# When to Spray after cutting Hay Field?



## whitmerlegacyfarm

So I sprayed some of my grass hay fields I just picked up free lease this year roughly about 2 weeks after I got it baled up. Had milk week starting to come up good, so I sprayed with Crossbow, knocked it out real good, but now things heated back up about 2 weeks later and knew stuff is coming up everywhere. Hay looks good and green still probably 30 days or more out till another cutting being just grass hay...

So my questions is can I go back in and spray these fields again with 2-4,D ester or something stronger? I really want to turn these fields around there a lot of decent hay there, timothy and o grass. Or do I just let it go and bale it up when the time comes?

Do you all try and wait a little longer after your first cuttings to try and let all weeds come on? Is there stuff to spray that would let a residue so to provide a little longer coverage? Thanks all


----------



## Vol

I do spray here when I experience conditions like yours....your 2-4d AMINE dosage will need to be much stronger as weeds and grass toughen up as the summer moves along. I would probably double the 2-4d dosage now or change to a different herbicide altogether. Maybe try pasturegard or another type. But, it is hard to beat the price/value of 2-4d. Quite often many herbs will have about a 4 week waiting period before harvesting for forage....keep this also in mind.

Too hot now for ester...you need amine to keep the spray from volutizing and wandering over in a vapor cloud and killing your neighbors grapes or flowers or whatever they might be growing.... 

Regards, Mike


----------



## mlappin

Jeez, you guys and your free leases. I have one "free" lease mainly because everybody else is scared to mow it.

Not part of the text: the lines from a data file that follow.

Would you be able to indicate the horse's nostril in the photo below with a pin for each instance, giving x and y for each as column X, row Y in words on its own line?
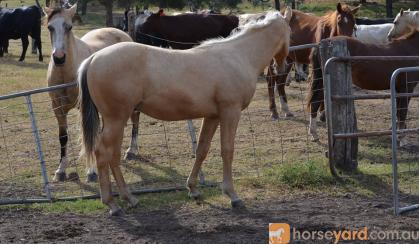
column 58, row 60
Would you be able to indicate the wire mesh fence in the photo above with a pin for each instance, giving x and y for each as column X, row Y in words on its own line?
column 165, row 148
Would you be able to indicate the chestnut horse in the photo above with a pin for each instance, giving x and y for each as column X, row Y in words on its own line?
column 305, row 29
column 371, row 75
column 68, row 52
column 404, row 23
column 214, row 81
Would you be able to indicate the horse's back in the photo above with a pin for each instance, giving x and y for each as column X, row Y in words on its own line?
column 103, row 37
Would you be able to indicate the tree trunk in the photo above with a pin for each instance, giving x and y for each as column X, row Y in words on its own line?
column 109, row 15
column 277, row 5
column 389, row 8
column 83, row 7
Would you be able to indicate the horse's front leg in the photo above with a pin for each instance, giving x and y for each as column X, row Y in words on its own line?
column 132, row 151
column 229, row 120
column 61, row 116
column 270, row 79
column 25, row 44
column 208, row 128
column 402, row 108
column 109, row 150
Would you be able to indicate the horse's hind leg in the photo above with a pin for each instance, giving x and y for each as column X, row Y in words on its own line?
column 229, row 120
column 208, row 128
column 132, row 151
column 112, row 139
column 25, row 44
column 270, row 79
column 280, row 86
column 38, row 44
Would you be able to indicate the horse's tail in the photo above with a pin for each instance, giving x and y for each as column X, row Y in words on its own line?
column 89, row 115
column 315, row 94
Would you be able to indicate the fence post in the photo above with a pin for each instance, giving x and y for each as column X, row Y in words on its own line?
column 38, row 146
column 341, row 113
column 131, row 24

Dad had one free lease, mainly to keep the weeds down, drainage was so bad and it had so many snags where they just left the trees grow in the wet spots that even free, it was hard to break even.


----------



## PaCustomBaler

Whitmer,

This thread is pretty old so don't know if this would be of help. From my experience with milkweed and hemp dogbane (both very similar weeds located in PA), apply a mix of 2,4-D and Banvel or Crossbow right before the first frost. Maybe throw a little N in with it. This makes the plant think it's getting fed, but it is also the time of year when the grass nutrients are being sent back down to the roots in preparation for winter. Thus, you want the foliar spray to be absorbed by the weeds, sent down the stem, and into the roots for a good kill.


----------